Thursday, January 30, 2014

RabbitMQ



Our company has grown to the point where our service is so highly distributed, that node reliability is becoming a major pain point.  You figure any given server in our datacenter fails maybe once every 1000 days... but now we have over 1000 servers, and node failures are becoming a daily problem.

Like any high availability service, we had focused our efforts on having failure strategies and fallback modes in the event of a node failure to insure our customer's jobs are faithfully driven to completion.  Our system scales horizontally, and redundancy is provided for new work coming into the system by passing jobs to other workers in the load balancer, even when an individual node is failing.  However, ownership of jobs within the worker means that hardware failures like network outages and disk crashes make it very hard to recover those in-flight jobs without assistance from operations.  Timely completion of our customers tasks makes these types of failures a race against the clock for our team, which means late night pages and all nighters.  What this really indicates is a more holistic view of our system is needed.

Enter message queuing services like RabbitMQ.  The big win from my view is an approach to jobs which assures that jobs never are only located on any single point of failure.  As jobs flow from the queue to the worker, they live on both the queue AND the worker processing the job.  If a node fails without acknowledging the completion of a job it has in flight, RabbitMQ will redirect the job to another node in the system.  Rabbit queues are themselves replicated within a rabbit cluster that is abstracted from the producer, so a failure in a node in the queuing system silently switches over without additional action from either producers or consumers.  Workflows become a series of handshakes, where a producer maintains any messages until it successfully hears acknowledgement from the queue, and a consumer only acknowledges the queue when it has finished processing a job, and handed it to the next queue in the pipeline.

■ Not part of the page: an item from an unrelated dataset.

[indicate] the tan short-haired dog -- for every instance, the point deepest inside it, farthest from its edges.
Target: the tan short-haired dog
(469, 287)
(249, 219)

This frees our code base in a number of ways.  First, it simplifies failure modes.  Any local failures could potentially be treated as unacked work, relying on the queues dedication to retry jobs on other workers in the event of failures to assure the message eventually makes it through.  Second, it provides a consistent interface between workers in our workflow.  Should we need to inject a new worker stage into the workflow, the previous and following stages can remain blissfully unaware of the changes.  Third, is simplifies how workers manage their own queues internally.  Where as before, potentially complicated structures are needed to manage queues locally.  With this new view, management of the queue is outsourced, and we can focus our effort on our specific domain instead.

There are many other benefits, but between increasing our systems reliability against node failures, while simplifying our code base, I think services like RabbitMQ present a clear win for developers of highly scalable systems.